Anyone who reads books as a way of life will be familiar with this experience, and with the way one's mind requires calibration to different authors and different kinds of books. Even casual distractions require small mental adjustments; this happens whenever you get to the end of a paragraph only to discover that the whole time you were thinking of sex or shopping. But more interesting and more subtle is the way books can interact with one another so that, when putting down one book and taking up another, the book you are reading is muted by a sort of residual presence of another book, an echo of another voice.

The act of calibrating one's mind to the specific nature of a book is, I believe, one of the chief pleasures of reading. It is indeed a pleasure unique to reading, exquisitely dissimilar from the pleasures of other arts like cinema and music. The reading life is a life regulated by this practice of precise internal calibration to the books one loves. The best books are the ones that have to teach us how to read them, how to adapt our expectations to what is present in them. It is why so many great books are so long. Moby-Dick has to be as long as it is; if it were any shorter, our first reading would not allow us time to begin to learn how to read it.

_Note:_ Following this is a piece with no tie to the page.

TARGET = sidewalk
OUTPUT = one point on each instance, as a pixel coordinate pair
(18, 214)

This internal alignment might be described as the obedience of reading: the capacity to yield ourselves to another, to suspend our agendas to make room for something different from ourselves. We experience the pleasure of reading to the degree that we are spiritually capable of such obedience. In a strange way, it is this obedience itself that produces pleasure. That is why books that demand very little adjustment on the part of the reader – a book, let us say, in which everything is predictable from the start – also offer comparatively few pleasures. It is the book that demands a more drastic adjustment of the self that also rewards the reader with greater (in some cases life-changing) pleasures.

And this is why learning to read well requires time and effort. It requires a willingness to go back to the first page and start again – not because reading is hard work but because it is hard-won pleasure. There are books that yield up their peculiar pleasures only after many re-readings. In some instances, years of study may be required before one learns how to enjoy a book. But even the most difficult book is read ultimately in trust that the reward, however delayed, will amply compensate for the trouble it took to obtain it. I have read The Tempest fifteen times in the same year – not because I was addicted to its difficulty for its own sake, but because I found the book's elusive promise of joy so compelling, and because with all my heart I trusted that the book would keep its promise. I read it fifteen times to learn how to align myself with it, how to become obedient to its peculiar magic. I read it fifteen times because I wanted to know how to read it.

I have called this internal work the obedience of reading. But really that is misleading. It will be more accurate if we simply agree to call it love. The art of reading is an art of love. It is a way of going outside myself to discover the strange country of another heart and mind. Aligning myself to the customs of that country is not an onerous burden. It is something more like courtesy, a recognition that there are persons other than myself whose voices are worth hearing and whose hearts are worth knowing.